Reviewing the first production of Cleansed, the critic John Peter wrote about the nightmarish quality of the play:
"Cleansed (Royal Court/Duke of York's) is a nightmare of a play: like a nightmare, it unreels somewhere between the back of your eyes and the centre of your brain with an unpredictable but remorseless logic. As with a nightmare, you cannot shut it out because nightmares are experienced with your whole body. As with a nightmare, you feel that someone else is dreaming it for you, spinning the images out of some need you don't want to think of as your own. […] Cleansed is indeed incomprehensible and vile, in the way nightmares are, with all the poem-like tyrannical cohesion of nightmares."

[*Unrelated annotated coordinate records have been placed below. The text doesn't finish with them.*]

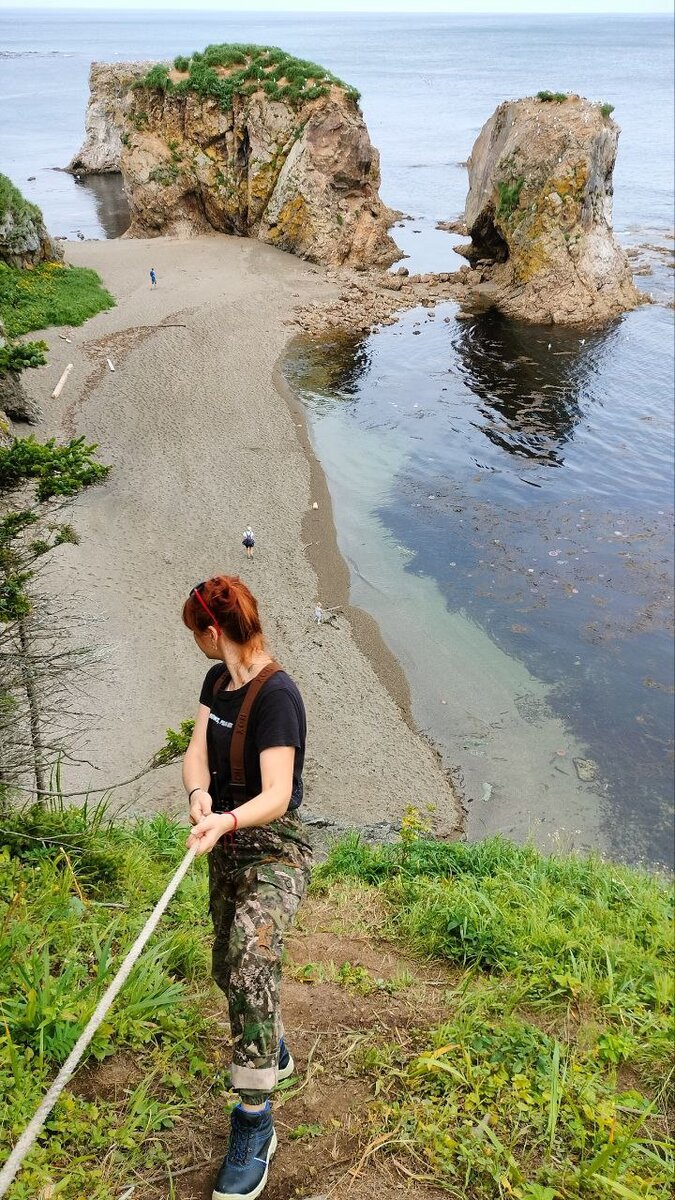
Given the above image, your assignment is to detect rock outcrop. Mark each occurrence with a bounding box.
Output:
[0,175,64,268]
[455,94,641,324]
[71,47,400,265]
[0,319,40,432]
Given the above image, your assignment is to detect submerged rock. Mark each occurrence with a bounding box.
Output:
[455,94,641,324]
[70,47,400,265]
[0,175,64,268]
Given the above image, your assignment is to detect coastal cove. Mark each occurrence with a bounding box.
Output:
[17,235,460,834]
[285,305,673,864]
[4,13,673,865]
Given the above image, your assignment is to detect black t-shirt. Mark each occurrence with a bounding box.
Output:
[199,662,307,812]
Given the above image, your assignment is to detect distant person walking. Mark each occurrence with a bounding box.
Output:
[241,526,256,558]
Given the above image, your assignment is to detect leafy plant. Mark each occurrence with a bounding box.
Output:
[0,263,115,337]
[0,342,48,374]
[148,162,180,187]
[133,43,359,112]
[496,175,525,221]
[153,718,195,767]
[537,91,567,104]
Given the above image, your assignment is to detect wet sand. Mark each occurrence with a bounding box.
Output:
[22,235,460,833]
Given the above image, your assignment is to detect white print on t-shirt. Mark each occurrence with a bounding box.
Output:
[209,713,234,730]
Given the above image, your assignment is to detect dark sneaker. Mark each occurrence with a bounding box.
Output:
[213,1103,276,1200]
[276,1038,295,1082]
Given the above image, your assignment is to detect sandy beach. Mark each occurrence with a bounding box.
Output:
[20,235,460,833]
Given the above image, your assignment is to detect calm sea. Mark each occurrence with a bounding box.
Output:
[0,11,673,862]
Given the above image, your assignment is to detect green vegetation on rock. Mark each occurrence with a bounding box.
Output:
[0,808,210,1200]
[0,263,115,337]
[0,342,48,374]
[133,44,359,112]
[313,836,673,1200]
[0,801,673,1200]
[0,174,42,224]
[496,175,525,220]
[537,91,567,104]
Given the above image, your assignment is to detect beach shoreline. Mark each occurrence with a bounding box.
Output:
[18,235,461,835]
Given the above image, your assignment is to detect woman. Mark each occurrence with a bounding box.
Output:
[183,575,311,1200]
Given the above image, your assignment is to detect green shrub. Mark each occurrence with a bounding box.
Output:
[0,174,42,221]
[496,175,525,221]
[537,91,567,104]
[0,342,48,374]
[0,263,115,337]
[0,436,110,500]
[148,162,180,187]
[135,43,359,112]
[312,835,674,1200]
[133,62,173,91]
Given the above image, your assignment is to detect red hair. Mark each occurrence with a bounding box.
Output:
[183,575,264,659]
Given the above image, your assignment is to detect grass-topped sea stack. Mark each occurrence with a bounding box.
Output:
[71,46,399,265]
[454,91,640,324]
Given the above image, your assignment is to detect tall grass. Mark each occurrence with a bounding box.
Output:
[0,808,213,1200]
[313,836,673,1200]
[0,263,115,337]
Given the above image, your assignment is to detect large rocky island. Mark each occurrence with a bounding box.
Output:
[70,46,400,265]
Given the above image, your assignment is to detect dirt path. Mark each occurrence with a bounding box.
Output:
[78,896,452,1200]
[25,236,459,832]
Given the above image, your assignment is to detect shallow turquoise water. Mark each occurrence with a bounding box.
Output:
[286,306,673,862]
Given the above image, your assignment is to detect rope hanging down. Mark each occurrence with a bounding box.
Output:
[0,850,196,1200]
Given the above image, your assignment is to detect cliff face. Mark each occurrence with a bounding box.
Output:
[0,175,64,268]
[461,94,640,324]
[71,47,400,265]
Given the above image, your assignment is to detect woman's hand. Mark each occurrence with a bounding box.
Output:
[190,787,213,824]
[187,811,234,854]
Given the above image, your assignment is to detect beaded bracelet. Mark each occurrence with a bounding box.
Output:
[187,787,209,804]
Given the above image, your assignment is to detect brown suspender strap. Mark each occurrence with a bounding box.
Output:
[229,662,283,794]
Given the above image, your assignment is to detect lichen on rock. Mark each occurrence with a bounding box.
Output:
[71,46,400,265]
[458,92,641,324]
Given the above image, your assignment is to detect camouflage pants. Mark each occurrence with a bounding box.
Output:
[209,814,311,1092]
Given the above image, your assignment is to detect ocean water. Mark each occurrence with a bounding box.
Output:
[0,10,674,863]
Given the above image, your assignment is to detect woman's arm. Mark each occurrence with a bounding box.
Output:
[187,746,295,854]
[183,704,211,824]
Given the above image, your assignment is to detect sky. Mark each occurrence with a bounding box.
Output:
[0,0,673,14]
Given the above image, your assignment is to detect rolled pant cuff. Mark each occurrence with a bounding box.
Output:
[229,1062,276,1092]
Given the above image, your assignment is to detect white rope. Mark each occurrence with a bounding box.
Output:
[0,850,196,1198]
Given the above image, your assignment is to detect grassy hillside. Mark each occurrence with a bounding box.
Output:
[0,809,673,1200]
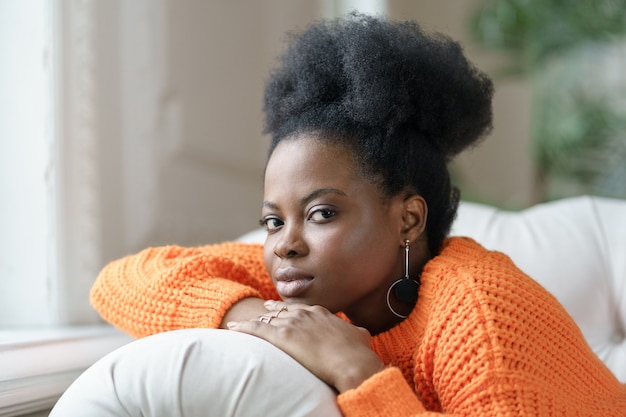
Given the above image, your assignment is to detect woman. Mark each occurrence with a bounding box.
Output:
[92,15,626,416]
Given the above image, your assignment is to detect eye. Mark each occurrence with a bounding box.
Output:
[308,208,336,222]
[259,217,285,232]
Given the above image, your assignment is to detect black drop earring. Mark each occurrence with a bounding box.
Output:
[387,239,420,319]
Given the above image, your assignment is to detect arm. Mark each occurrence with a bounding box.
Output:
[91,243,278,337]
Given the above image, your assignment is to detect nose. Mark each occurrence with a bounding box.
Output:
[274,226,308,259]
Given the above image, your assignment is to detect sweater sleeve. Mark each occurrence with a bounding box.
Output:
[90,243,278,337]
[337,239,626,417]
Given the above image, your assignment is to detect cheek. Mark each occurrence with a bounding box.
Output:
[316,228,397,281]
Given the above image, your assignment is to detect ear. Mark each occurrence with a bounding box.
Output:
[402,194,428,242]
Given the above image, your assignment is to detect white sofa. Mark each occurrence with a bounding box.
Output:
[50,197,626,417]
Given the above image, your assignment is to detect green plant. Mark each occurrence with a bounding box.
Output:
[470,0,626,199]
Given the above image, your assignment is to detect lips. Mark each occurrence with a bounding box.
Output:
[274,267,314,298]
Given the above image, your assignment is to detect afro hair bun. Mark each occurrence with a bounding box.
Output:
[264,13,493,160]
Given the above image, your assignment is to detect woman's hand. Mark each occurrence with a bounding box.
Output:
[227,301,384,392]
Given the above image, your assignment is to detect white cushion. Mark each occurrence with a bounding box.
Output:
[452,196,626,382]
[50,329,341,417]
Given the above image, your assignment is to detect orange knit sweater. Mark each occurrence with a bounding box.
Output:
[91,238,626,417]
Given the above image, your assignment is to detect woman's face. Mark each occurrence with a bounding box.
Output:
[262,134,403,328]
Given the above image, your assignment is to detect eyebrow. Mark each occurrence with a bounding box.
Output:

Katie Mitchell's 2016 National Theatre production of the play had the character of Grace present in every scene. Mitchell said this decision was made "to cohere the twenty scenes" and also as the play then could be interpreted as dream:
"We decided […] that it was the dream of one character which is Grace, who's a character who's lost her brother. He died of a heroin overdose and she has this amazing dream. And so we just put her there at the centre [of the play]. And then when we worked on it we thought it was more useful to work on it as a genre surrealism than naturalism. Because then we could have a lot of illogical things happening […] A lot of illogical things happen in the play, let alone all the bits of illogic that we added. But doing it as surrealism meant that the actors could be happily inside a dream-landscape committing to what they were doing as opposed to going 'but this doesn't add up. Why is my character doing this and not that?' and asking all of those questions that you normally ask when you're in a realistic genre."